Полина спросила, что происходит со мной. Я объяснил. Она усмехнулась.
— Нашел за кого переживать! Жмыхов недостоин этого. Юлия так сильно любит его, так самозабвенно преклоняется перед ним! А он… ни женится, ни отталкивает…
Полина возмущенно шевелила сцепленными пальцами. Въедливая морщинка между бровей углубилась, серые глаза глядели гневно.
По мере того, как Полина говорила, я все сильнее сердился на нее. И чего она нападает на Жмыхова? Он талантлив, трудолюбив, не глуп. И вообще славный человек. А то, как он ведет себя по отношению к Юлии, видимо, оправдано. Должно быть, он проявляет осторожность.
Долго я не мог уснуть: ловил каждый шорох за стеной. Сам не замечая того, я вздыхал, ворочался, дергал одеяло. Полина рассердилась, назвала меня невозможным человеком и перебралась на диван.
На другой день, возвращаясь со смены, я проходил мимо художественной мастерской, где работал Жмыхов. Он увидел меня в окно и прямо с кистью, в халате, заляпанном масляными красками, выскочил на улицу. Он выбросил навстречу мне руку с длинной выгнутой ладонью и, когда я пожал ее, предложил поехать в воскресенье на рыбалку. Я охотно согласился: давно трясла меня рыбацкая лихоманка.
Выехали мы, едва начало сереть. Тарахтенье мотоцикла гулко отзывалось в каменных улицах.
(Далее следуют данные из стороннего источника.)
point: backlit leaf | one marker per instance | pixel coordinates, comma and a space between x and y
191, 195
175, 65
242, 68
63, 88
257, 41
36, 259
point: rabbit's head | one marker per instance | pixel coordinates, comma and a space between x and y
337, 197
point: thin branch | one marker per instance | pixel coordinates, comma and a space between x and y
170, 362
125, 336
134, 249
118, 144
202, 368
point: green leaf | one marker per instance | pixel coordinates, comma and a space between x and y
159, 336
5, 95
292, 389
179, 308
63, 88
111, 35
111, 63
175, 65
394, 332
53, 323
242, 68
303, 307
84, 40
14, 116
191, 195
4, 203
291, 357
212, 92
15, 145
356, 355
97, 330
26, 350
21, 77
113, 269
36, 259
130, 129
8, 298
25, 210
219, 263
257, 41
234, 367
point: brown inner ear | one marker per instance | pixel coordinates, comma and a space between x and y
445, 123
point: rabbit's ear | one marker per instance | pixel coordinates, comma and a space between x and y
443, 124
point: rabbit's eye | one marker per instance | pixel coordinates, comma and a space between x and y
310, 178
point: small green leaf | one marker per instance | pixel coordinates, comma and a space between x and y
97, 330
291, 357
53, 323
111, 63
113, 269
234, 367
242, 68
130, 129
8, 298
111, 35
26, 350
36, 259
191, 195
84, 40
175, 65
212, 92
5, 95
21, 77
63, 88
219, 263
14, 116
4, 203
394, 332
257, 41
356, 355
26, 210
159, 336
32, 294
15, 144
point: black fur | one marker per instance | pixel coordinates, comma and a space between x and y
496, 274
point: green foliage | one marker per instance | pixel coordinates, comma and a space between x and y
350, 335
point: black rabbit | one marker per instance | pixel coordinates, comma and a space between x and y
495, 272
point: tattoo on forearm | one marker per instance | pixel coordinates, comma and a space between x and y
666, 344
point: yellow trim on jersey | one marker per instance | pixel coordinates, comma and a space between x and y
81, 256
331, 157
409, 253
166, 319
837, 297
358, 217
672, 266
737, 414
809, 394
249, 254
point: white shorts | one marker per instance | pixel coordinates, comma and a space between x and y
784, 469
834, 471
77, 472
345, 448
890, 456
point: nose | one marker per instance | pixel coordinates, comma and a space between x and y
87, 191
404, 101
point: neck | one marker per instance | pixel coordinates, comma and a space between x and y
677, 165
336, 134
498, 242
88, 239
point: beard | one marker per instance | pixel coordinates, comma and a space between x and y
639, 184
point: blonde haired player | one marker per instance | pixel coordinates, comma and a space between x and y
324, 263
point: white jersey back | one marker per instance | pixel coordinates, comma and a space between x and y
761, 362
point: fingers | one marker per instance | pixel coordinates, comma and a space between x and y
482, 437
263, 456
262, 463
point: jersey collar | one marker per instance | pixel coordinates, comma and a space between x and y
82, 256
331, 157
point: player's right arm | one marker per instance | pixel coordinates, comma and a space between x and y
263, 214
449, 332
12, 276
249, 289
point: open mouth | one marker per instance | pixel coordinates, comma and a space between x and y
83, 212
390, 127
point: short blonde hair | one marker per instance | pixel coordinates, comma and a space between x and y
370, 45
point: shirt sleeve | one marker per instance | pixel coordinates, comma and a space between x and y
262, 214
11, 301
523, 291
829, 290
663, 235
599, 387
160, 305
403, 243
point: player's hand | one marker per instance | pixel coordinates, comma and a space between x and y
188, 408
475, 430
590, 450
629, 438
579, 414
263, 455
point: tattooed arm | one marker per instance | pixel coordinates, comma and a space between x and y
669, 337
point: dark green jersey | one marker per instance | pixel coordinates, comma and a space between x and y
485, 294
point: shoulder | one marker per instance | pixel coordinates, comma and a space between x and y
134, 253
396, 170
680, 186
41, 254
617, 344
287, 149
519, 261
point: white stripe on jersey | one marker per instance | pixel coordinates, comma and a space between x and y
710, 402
В свете круглых ночных фонарей я отчетливо различал синий берет Жмыхова, его маленькие уши, врезавшийся в правое плечо ремешок, на котором висел этюдник — плоский ящичек с палитрой, картоном для зарисовок и тюбиками масляной краски.
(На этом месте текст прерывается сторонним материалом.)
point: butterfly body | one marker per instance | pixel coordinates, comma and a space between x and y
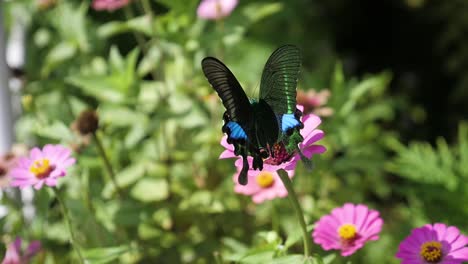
265, 127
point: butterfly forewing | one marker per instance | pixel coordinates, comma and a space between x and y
279, 79
229, 90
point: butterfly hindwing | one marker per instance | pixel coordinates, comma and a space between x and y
266, 127
279, 79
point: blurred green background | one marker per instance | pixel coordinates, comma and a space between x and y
397, 142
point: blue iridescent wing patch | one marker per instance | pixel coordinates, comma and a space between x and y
236, 130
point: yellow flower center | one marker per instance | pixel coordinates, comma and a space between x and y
265, 179
41, 168
347, 232
431, 251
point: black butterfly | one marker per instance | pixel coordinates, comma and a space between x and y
265, 127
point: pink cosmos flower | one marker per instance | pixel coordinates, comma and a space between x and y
44, 166
347, 228
437, 244
109, 5
265, 184
215, 9
14, 255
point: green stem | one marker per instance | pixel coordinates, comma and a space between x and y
66, 215
107, 163
297, 208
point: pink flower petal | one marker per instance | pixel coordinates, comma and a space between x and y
326, 229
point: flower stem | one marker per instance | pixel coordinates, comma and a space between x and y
107, 163
297, 208
66, 215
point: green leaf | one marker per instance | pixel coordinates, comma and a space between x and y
104, 255
124, 178
257, 11
288, 259
139, 24
99, 87
150, 61
58, 55
57, 131
150, 190
121, 116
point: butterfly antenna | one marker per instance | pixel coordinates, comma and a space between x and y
307, 162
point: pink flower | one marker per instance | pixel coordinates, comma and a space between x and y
347, 228
109, 5
41, 167
437, 243
265, 184
215, 9
14, 255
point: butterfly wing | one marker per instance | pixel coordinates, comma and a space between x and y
279, 79
238, 113
229, 90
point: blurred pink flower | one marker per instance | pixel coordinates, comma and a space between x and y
109, 5
215, 9
347, 228
7, 162
437, 243
41, 167
14, 255
265, 184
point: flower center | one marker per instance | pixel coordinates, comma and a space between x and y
431, 251
347, 232
265, 179
41, 168
278, 154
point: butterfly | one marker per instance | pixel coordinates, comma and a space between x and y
267, 127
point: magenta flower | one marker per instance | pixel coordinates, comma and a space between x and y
265, 184
310, 133
7, 162
347, 228
109, 5
215, 9
437, 243
42, 167
14, 254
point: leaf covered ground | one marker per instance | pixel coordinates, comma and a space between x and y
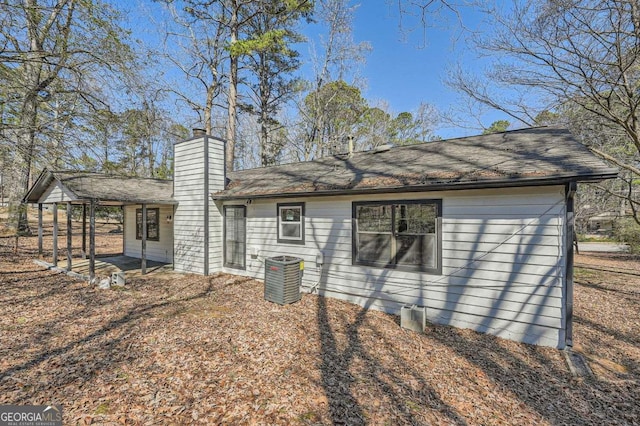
183, 349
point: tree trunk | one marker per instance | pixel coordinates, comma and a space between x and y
233, 90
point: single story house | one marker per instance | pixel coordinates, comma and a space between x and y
478, 230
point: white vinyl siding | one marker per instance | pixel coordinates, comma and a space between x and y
189, 191
161, 250
56, 193
502, 260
За кирпичной водонапорной башней началась степь.
Еще не прояснел заплывший темнотой горизонт, еще тронуты свинцом земля и небо, а глаз уже угадывает даль, и меня охватывает ощущение глубины и безграничности.
Степь. Я люблю ее в любое время года, даже волглой и вязкой от нудных осенних дождей. Но более всего я люблю ее вот этой летней ранью, когда не пылят прибитые росой дороги, когда дымятся туманом, словно наполненные парным молоком, лога, когда воздух настоен на пшенице, наливающей колос, когда над теплыми-теплыми водами рек дремотно перебирает листьями рогоз.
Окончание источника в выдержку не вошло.